At the same time, however, the Federal Rules specifically vest the courts with discretion to limit the "frequency and extent" of discovery methods, where "the discovery sought is unreasonably cumulative or duplicative, or is obtainable from some other source that is more convenient, less burdensome, or less expensive." Fed.R.Civ.P. 26(b)(2). Moreover, the rules authorize courts to bar certain discovery, or to regulate the method by which it is obtained, where "justice requires [it] to protect a party or person from annoyance, embarrassment, oppression, or undue burden or expense." Fed.R.Civ.P. 26(c)(1), (3).

Cases discussing depositions of trial counsel generally acknowledge that deposition of opposing counsel "provides a unique opportunity for harassment; it disrupts the opposing attorney's preparation for trial, and could ultimately lead to disqualification of opposing counsel if the attorney is called as a trial witness." Marco Island Partners v. Oak Development Corp., 117 F.R.D. 418, 420 (N.D.Ill.1987). See also, Prevue Pet Products v. Avian Adventures, 200 F.R.D. 413, 418 (N.D.Ill.2001).

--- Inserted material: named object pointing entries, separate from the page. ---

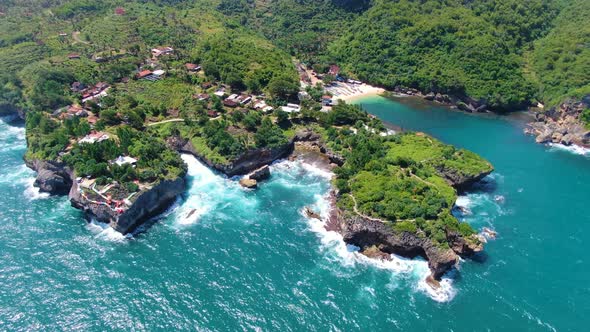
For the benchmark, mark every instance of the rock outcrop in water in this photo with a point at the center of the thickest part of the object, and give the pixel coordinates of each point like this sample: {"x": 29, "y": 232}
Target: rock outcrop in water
{"x": 308, "y": 136}
{"x": 370, "y": 235}
{"x": 562, "y": 125}
{"x": 148, "y": 204}
{"x": 461, "y": 181}
{"x": 244, "y": 164}
{"x": 53, "y": 177}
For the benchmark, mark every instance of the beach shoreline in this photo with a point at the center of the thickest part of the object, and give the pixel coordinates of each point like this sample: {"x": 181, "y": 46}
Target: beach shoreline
{"x": 349, "y": 92}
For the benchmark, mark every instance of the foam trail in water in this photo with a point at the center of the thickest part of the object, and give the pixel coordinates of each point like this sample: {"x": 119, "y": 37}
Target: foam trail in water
{"x": 575, "y": 149}
{"x": 415, "y": 270}
{"x": 105, "y": 232}
{"x": 32, "y": 192}
{"x": 208, "y": 192}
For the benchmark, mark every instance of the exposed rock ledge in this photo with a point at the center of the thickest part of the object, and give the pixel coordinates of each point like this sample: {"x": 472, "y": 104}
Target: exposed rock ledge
{"x": 562, "y": 125}
{"x": 58, "y": 179}
{"x": 370, "y": 235}
{"x": 244, "y": 164}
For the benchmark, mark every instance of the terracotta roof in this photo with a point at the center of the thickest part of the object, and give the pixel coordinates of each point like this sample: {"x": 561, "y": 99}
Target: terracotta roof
{"x": 191, "y": 66}
{"x": 144, "y": 73}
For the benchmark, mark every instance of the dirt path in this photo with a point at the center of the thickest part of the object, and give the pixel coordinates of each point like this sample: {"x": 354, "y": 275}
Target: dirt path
{"x": 165, "y": 121}
{"x": 76, "y": 37}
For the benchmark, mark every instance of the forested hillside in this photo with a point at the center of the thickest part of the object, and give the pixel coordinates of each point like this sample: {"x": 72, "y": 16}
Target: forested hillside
{"x": 505, "y": 53}
{"x": 47, "y": 45}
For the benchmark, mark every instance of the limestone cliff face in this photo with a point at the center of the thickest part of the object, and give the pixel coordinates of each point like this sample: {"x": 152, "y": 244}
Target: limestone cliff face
{"x": 244, "y": 164}
{"x": 562, "y": 124}
{"x": 52, "y": 177}
{"x": 58, "y": 179}
{"x": 148, "y": 204}
{"x": 368, "y": 233}
{"x": 314, "y": 139}
{"x": 461, "y": 181}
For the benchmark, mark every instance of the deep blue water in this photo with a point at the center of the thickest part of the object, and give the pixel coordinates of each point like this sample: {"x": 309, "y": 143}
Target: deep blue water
{"x": 249, "y": 260}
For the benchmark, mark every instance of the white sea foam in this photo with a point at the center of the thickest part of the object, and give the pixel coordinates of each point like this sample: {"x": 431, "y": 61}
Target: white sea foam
{"x": 415, "y": 270}
{"x": 32, "y": 192}
{"x": 105, "y": 232}
{"x": 209, "y": 191}
{"x": 308, "y": 169}
{"x": 575, "y": 149}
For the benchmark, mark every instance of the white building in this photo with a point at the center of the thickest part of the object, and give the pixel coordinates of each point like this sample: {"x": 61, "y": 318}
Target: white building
{"x": 122, "y": 160}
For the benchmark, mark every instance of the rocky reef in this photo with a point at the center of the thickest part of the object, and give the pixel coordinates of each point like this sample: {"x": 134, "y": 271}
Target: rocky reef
{"x": 57, "y": 178}
{"x": 462, "y": 181}
{"x": 377, "y": 240}
{"x": 53, "y": 177}
{"x": 243, "y": 164}
{"x": 562, "y": 124}
{"x": 147, "y": 204}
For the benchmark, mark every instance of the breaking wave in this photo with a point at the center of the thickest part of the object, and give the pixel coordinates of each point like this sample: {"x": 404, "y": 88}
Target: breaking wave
{"x": 575, "y": 149}
{"x": 413, "y": 270}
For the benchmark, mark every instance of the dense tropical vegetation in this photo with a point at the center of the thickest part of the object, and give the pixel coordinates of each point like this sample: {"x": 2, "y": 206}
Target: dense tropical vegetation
{"x": 505, "y": 53}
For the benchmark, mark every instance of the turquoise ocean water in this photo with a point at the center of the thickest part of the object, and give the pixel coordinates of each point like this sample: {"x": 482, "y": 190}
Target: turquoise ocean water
{"x": 249, "y": 260}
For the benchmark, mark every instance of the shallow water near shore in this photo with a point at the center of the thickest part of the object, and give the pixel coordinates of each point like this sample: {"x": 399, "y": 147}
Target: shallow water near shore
{"x": 225, "y": 258}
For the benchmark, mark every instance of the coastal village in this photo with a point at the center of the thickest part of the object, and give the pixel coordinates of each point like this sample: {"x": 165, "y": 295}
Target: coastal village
{"x": 116, "y": 198}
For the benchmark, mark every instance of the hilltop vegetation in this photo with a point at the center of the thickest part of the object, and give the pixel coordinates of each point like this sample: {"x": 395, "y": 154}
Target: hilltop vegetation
{"x": 561, "y": 59}
{"x": 504, "y": 53}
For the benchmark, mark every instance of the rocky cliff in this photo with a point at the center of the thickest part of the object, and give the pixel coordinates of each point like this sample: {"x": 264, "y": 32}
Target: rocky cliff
{"x": 459, "y": 180}
{"x": 562, "y": 124}
{"x": 308, "y": 136}
{"x": 58, "y": 179}
{"x": 369, "y": 235}
{"x": 53, "y": 177}
{"x": 148, "y": 204}
{"x": 247, "y": 162}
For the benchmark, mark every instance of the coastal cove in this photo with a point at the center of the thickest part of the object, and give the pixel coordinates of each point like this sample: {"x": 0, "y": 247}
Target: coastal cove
{"x": 243, "y": 246}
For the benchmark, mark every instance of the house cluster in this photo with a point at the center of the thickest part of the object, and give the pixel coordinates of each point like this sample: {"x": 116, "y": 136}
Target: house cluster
{"x": 89, "y": 93}
{"x": 192, "y": 68}
{"x": 291, "y": 108}
{"x": 235, "y": 100}
{"x": 94, "y": 137}
{"x": 124, "y": 160}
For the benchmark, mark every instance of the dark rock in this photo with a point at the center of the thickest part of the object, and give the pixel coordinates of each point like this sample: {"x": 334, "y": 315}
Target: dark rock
{"x": 556, "y": 137}
{"x": 376, "y": 253}
{"x": 544, "y": 137}
{"x": 461, "y": 181}
{"x": 247, "y": 162}
{"x": 260, "y": 174}
{"x": 465, "y": 107}
{"x": 54, "y": 178}
{"x": 248, "y": 183}
{"x": 312, "y": 214}
{"x": 481, "y": 108}
{"x": 567, "y": 139}
{"x": 562, "y": 124}
{"x": 147, "y": 204}
{"x": 367, "y": 233}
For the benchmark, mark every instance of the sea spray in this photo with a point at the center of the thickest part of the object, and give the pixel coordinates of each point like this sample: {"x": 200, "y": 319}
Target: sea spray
{"x": 575, "y": 149}
{"x": 209, "y": 192}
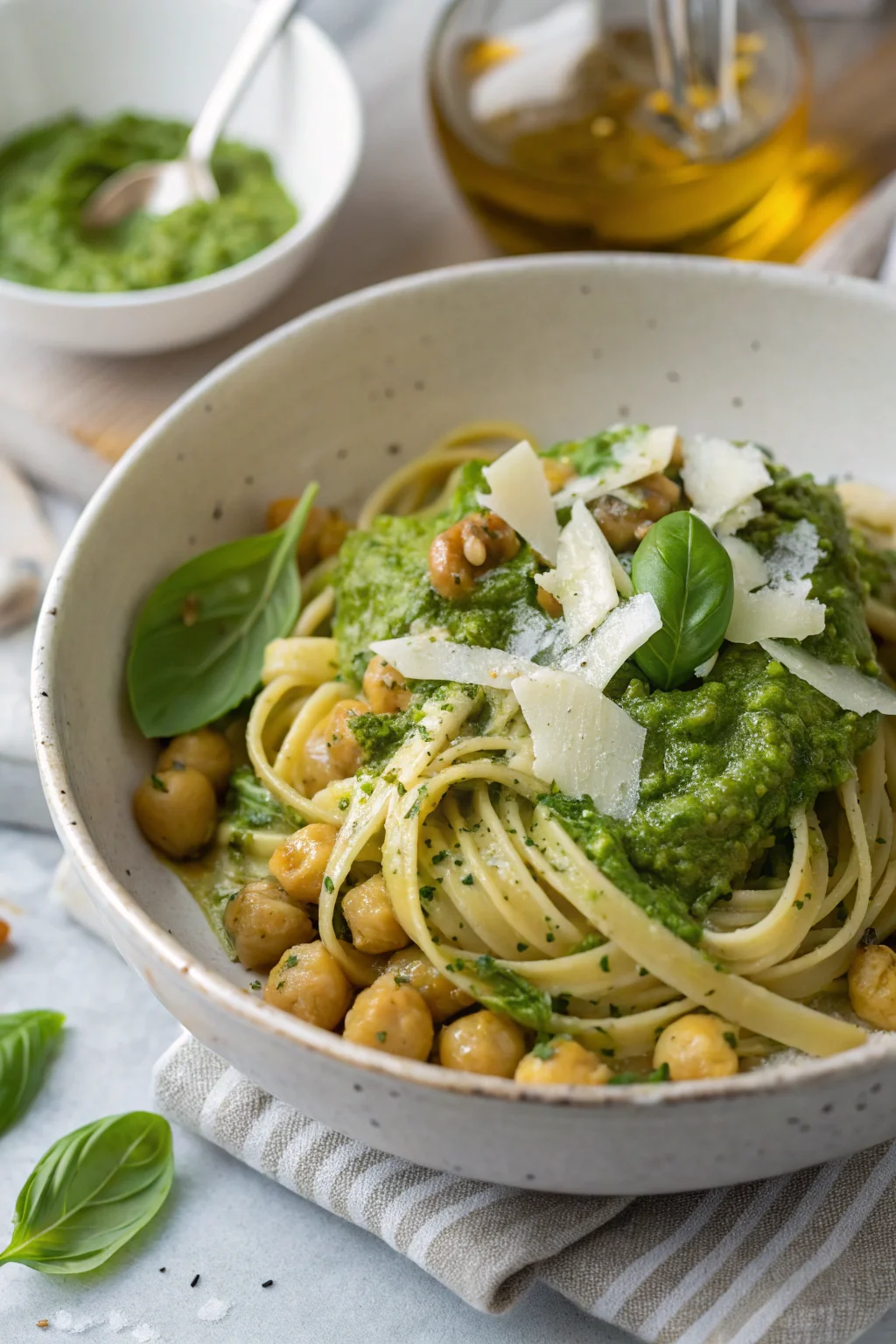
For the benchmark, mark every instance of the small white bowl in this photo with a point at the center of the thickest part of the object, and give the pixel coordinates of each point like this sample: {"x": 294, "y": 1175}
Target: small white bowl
{"x": 160, "y": 58}
{"x": 564, "y": 346}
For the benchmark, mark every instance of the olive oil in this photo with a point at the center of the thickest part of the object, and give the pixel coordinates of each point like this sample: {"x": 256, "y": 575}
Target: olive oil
{"x": 609, "y": 164}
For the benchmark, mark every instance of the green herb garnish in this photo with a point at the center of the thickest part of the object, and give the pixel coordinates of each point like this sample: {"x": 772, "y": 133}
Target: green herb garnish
{"x": 25, "y": 1045}
{"x": 183, "y": 674}
{"x": 90, "y": 1193}
{"x": 690, "y": 576}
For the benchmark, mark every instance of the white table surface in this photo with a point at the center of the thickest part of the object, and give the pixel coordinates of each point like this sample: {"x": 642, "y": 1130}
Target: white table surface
{"x": 235, "y": 1228}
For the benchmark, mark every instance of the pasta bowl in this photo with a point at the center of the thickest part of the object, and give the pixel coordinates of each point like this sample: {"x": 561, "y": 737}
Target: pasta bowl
{"x": 343, "y": 396}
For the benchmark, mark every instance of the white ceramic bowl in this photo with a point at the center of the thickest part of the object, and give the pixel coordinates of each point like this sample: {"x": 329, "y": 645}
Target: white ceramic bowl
{"x": 566, "y": 344}
{"x": 160, "y": 58}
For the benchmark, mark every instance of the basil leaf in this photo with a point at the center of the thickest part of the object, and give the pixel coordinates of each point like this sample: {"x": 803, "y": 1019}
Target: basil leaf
{"x": 25, "y": 1042}
{"x": 199, "y": 641}
{"x": 92, "y": 1193}
{"x": 690, "y": 576}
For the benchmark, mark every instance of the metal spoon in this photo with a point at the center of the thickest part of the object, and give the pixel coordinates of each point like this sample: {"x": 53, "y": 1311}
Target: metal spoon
{"x": 160, "y": 187}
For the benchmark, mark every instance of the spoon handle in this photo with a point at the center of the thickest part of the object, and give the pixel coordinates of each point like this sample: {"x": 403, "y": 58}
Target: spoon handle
{"x": 268, "y": 20}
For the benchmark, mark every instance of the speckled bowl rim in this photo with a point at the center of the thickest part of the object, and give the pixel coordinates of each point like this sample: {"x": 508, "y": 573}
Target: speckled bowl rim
{"x": 231, "y": 999}
{"x": 312, "y": 218}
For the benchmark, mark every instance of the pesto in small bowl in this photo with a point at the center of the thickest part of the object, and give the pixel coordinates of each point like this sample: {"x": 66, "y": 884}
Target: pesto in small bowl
{"x": 49, "y": 172}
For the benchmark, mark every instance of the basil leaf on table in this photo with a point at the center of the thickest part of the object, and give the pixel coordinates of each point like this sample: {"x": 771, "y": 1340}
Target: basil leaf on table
{"x": 199, "y": 641}
{"x": 688, "y": 573}
{"x": 25, "y": 1042}
{"x": 92, "y": 1193}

These considerations led the Eighth Circuit in Shelton v. American Motors Corp., 805 F.2d 1323 (8th Cir.1986), to state that depositions of opposing counsel "should be limited to where the party seeking to take the depositions has shown that (1) no other means exist to obtain the information than to depose opposing counsel, ...; (2) the information sought is relevant and non-privileged; and (3) the information is crucial to the preparation of the case." Id. at 1327.

In the case before this Court, deposing Ms. Rose will not disrupt the ongoing proceedings. She is not Defendant's trial counsel, and making her a witness could in no way it disrupt preparation for trial or lead to disqualification of trial counsel. Assuming that the Shelton test provides appropriate guidance under the circumstances presented here, I find that the factors discussed in that case do not prohibit the taking of this deposition. First, Plaintiff's counsel has shown that other corporate witnesses lack memory of underlying events in which Rose was involved, making her recollection all the more important. Second, the information sought appears to be relevant; it is impossible to tell at this point in time, when no questions have even been asked of her, whether the information being sought from her is privileged. Finally, given the lapses in memory of other witnesses and the need to know who knew what when for purposes of proof (or dis-proof) of the retaliation claim, I find that some information she possesses may in fact be crucial to this case.

As mentioned in the preceding paragraph, I cannot rule at this time on any specific privilege issues, for there are none before the court. The only issue presented is whether the deposition should be barred in its entirety. I find that it should not.


For the reasons stated above, the motion to quash [50] is denied. This Order is not to be construed as ruling on any specific issue of privilege that may be asserted during Rose's deposition. The deposition is to proceed as currently scheduled. Counsel are to make all good faith efforts to resolve disputes relating to privilege during the deposition. If resolution cannot be reached during the deposition, counsel shall make a complete record. All unresolved issues relating to privilege may be brought to the Court following conclusion of the deposition.